In the mobile space, new flagship phones and continued growth in emerging markets will drive sales during the second half of 2017. Smartphone revenues will total $439 billion by the end of 2017, a seven percent improvement.

cloud computing, IT spending

“Cloud and mobile are still the big drivers for IT spending, despite the attention devoted to new technologies like augmented reality, artificial intelligence, and robotics,” noted Stephen Minton, vice president of Customer Insights and Analysis at IDC, in a statement. “New technologies will drive a larger share of market growth in the next 5-10 years, but the short term will also see a resurgence of growth in markets tied to 3rd Platform opportunities, including cloud services, mobility, and big data.”

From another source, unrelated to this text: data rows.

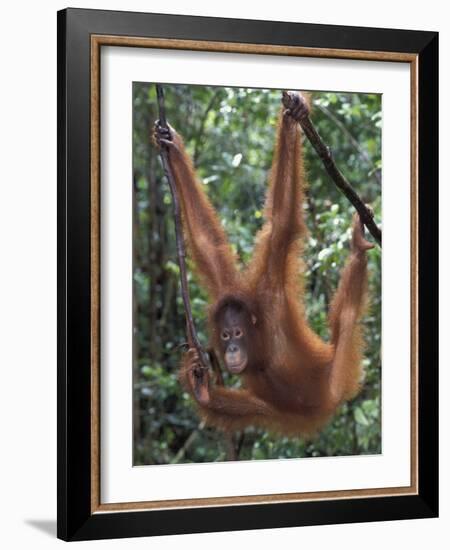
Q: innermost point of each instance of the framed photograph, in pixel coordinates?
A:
(247, 286)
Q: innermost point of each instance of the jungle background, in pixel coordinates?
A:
(230, 134)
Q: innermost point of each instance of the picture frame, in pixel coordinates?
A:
(81, 36)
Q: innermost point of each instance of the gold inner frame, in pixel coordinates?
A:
(110, 40)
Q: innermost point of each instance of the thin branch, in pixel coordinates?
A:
(296, 104)
(181, 250)
(361, 151)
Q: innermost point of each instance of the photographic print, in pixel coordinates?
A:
(282, 356)
(236, 351)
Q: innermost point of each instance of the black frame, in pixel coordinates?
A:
(75, 521)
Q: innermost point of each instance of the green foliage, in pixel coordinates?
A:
(230, 134)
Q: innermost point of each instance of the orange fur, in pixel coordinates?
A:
(295, 380)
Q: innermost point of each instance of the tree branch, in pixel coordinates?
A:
(299, 109)
(192, 337)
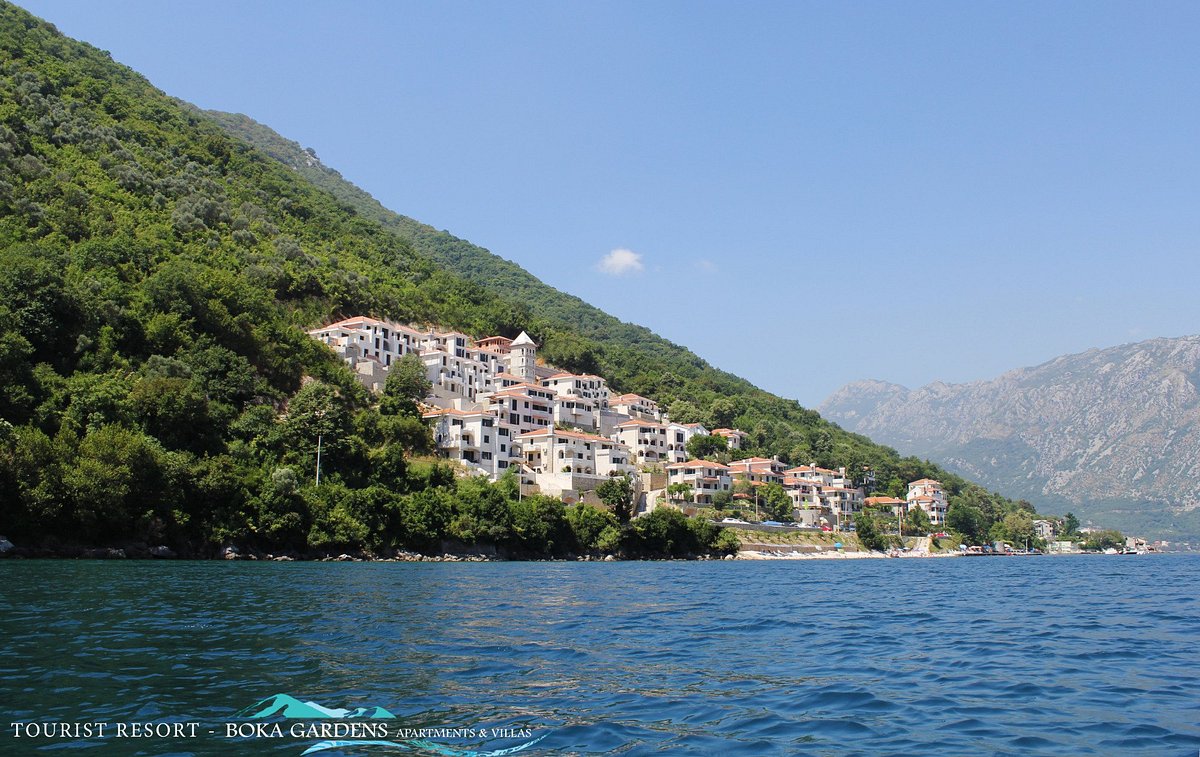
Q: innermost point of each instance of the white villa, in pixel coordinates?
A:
(647, 439)
(702, 476)
(493, 406)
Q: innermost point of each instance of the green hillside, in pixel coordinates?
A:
(156, 276)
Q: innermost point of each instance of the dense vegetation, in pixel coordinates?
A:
(156, 277)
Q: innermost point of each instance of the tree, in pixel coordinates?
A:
(588, 523)
(702, 446)
(1104, 540)
(721, 413)
(617, 493)
(775, 502)
(1017, 528)
(1069, 524)
(868, 534)
(407, 384)
(967, 521)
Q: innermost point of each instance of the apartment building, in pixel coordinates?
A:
(480, 440)
(646, 439)
(757, 470)
(528, 407)
(702, 476)
(678, 434)
(568, 463)
(929, 496)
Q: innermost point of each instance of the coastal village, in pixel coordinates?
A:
(495, 407)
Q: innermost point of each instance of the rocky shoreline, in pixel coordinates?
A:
(231, 552)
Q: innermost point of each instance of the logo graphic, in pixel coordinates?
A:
(286, 706)
(291, 708)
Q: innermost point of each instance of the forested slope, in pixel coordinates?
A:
(156, 276)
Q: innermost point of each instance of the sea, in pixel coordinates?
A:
(1008, 655)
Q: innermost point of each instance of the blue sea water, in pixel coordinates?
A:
(1083, 655)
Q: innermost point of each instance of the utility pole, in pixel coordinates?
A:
(318, 460)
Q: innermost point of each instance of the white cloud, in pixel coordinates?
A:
(621, 262)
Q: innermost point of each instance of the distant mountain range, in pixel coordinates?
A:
(1111, 434)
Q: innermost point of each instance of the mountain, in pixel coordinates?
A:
(157, 274)
(1113, 433)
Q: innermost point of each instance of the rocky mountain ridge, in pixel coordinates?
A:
(1111, 433)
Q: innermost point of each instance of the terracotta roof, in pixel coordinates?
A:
(574, 434)
(637, 422)
(699, 463)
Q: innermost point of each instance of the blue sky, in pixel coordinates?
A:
(805, 193)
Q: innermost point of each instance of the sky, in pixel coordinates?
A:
(803, 193)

Spending on software will increase seven percent this year to reach $471 billion as businesses continue to pour funds into big data, analytics and cloud-delivered software-as-a-service (SaaS) solutions. The IT services segment is predicted to post sales gains of three percent.

Not every IT segment will emerge a winner in 2017, however.

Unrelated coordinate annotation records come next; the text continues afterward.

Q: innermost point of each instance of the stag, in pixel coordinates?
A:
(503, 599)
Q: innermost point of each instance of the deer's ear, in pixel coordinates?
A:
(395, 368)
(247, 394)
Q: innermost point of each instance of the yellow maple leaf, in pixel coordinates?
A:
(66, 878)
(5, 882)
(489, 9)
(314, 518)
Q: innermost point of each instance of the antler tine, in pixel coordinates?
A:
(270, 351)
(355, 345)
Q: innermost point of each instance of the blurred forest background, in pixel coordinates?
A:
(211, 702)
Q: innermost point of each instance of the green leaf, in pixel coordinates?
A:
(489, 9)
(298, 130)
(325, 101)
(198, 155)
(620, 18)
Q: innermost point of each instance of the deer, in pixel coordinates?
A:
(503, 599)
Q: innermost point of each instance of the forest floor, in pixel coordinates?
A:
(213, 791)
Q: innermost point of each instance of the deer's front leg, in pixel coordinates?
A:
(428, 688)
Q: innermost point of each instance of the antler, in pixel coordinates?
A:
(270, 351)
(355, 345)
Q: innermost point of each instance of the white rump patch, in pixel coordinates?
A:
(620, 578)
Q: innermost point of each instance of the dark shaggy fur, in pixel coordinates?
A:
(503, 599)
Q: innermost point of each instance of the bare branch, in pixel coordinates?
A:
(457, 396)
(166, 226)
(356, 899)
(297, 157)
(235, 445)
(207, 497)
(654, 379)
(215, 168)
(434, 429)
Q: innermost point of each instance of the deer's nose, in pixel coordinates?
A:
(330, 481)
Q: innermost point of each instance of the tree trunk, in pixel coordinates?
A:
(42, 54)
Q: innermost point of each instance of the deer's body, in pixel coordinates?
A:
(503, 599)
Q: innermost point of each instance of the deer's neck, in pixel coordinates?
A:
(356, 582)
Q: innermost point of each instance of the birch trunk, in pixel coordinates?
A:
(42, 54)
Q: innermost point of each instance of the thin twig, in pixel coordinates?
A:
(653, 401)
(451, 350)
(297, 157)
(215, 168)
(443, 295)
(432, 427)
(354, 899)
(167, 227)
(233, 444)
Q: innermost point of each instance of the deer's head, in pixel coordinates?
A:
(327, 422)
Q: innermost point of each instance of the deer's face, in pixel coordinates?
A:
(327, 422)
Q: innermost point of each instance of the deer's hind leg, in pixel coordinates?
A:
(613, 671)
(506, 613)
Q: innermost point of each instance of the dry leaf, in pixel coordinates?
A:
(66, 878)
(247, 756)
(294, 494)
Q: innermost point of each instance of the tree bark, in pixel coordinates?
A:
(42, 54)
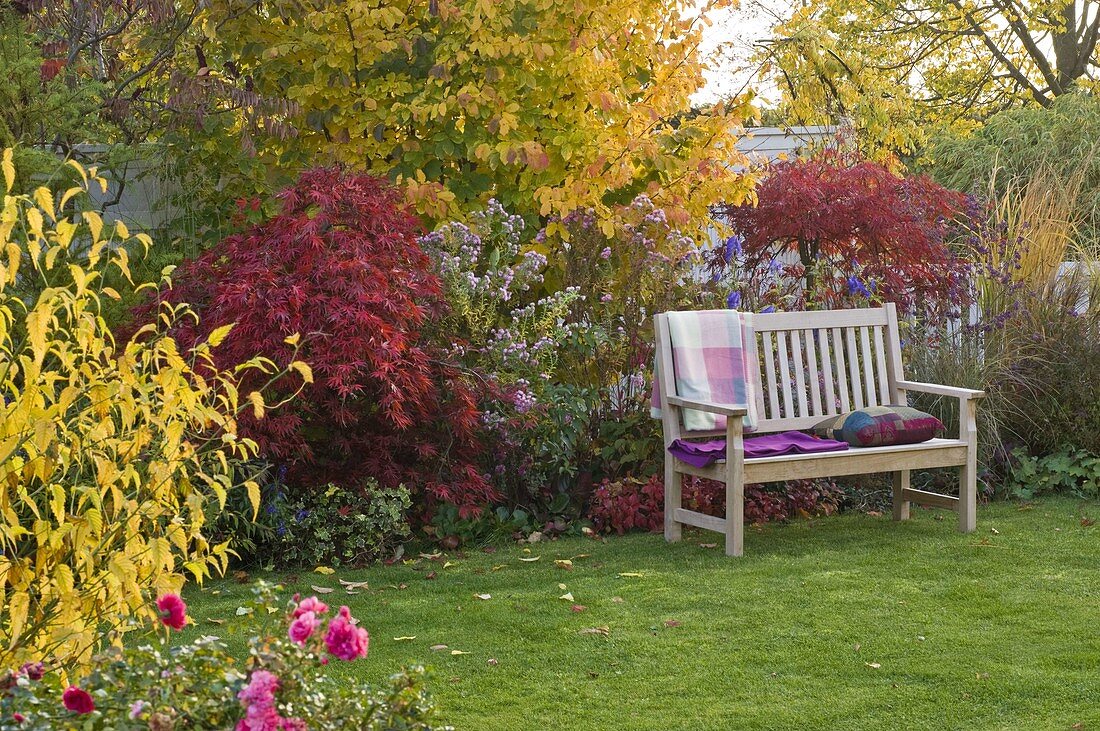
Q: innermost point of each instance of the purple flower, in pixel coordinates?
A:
(733, 247)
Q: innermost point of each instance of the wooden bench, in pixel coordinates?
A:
(815, 364)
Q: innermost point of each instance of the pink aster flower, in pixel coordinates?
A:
(344, 640)
(303, 628)
(310, 604)
(77, 700)
(173, 611)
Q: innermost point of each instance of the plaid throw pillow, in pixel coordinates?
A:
(880, 425)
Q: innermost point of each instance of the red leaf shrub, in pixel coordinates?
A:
(639, 505)
(857, 229)
(340, 265)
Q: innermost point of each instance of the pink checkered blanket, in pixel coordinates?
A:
(714, 358)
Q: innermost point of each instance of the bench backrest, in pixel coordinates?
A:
(814, 364)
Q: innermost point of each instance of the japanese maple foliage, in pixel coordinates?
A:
(341, 266)
(858, 231)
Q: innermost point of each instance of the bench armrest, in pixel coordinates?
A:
(724, 409)
(936, 389)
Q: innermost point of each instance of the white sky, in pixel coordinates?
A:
(733, 36)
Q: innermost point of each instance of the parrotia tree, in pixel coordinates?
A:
(545, 104)
(857, 230)
(341, 266)
(111, 455)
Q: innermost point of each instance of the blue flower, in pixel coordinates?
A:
(857, 287)
(733, 247)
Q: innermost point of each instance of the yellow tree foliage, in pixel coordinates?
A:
(110, 454)
(545, 104)
(897, 68)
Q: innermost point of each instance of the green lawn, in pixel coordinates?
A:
(843, 622)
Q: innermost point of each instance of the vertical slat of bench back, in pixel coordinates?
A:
(824, 363)
(831, 392)
(814, 374)
(893, 355)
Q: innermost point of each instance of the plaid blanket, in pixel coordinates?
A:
(714, 357)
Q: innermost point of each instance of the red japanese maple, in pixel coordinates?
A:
(857, 229)
(341, 266)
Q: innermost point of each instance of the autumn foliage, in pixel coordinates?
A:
(856, 228)
(340, 266)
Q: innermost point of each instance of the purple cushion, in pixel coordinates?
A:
(703, 454)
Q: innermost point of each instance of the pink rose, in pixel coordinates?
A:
(77, 700)
(173, 611)
(311, 604)
(303, 628)
(344, 640)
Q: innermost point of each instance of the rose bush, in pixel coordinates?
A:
(282, 686)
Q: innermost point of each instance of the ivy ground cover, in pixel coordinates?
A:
(845, 622)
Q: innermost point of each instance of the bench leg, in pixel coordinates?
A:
(900, 480)
(968, 473)
(735, 500)
(968, 498)
(673, 483)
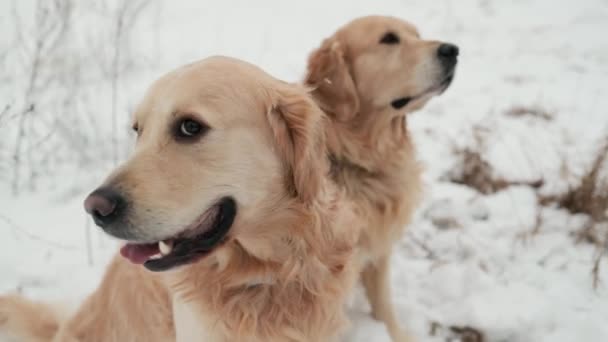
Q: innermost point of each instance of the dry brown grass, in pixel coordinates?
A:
(456, 333)
(589, 197)
(474, 171)
(533, 111)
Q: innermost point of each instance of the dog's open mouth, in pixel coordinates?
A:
(196, 241)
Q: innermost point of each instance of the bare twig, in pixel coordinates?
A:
(16, 228)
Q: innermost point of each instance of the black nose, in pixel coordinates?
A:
(447, 54)
(105, 205)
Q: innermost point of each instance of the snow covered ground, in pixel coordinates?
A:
(469, 260)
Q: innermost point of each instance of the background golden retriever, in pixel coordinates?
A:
(368, 76)
(229, 174)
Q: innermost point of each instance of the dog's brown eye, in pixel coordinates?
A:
(389, 38)
(189, 128)
(400, 103)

“High-end servers are expected to post another year of double-digit decline this year, while hardcopy peripheral spending will fall for the second year in a row,” Minton said. “Overall tablet spending will also decline again, despite improving sales of hybrid and detachable models, while sales of traditional PCs and external storage systems will be broadly flat.”

Networking equipment vendors and traditional IT outsourcing firms will also experience slowing growth, added Minton.

Regionally, China and India will take the lead in IT spending growth with a gain of 10 percent this year, according to IDC. The U.S. will see gains of four percent, followed by Western Europe (three percent), Canada and Japan (two percent each).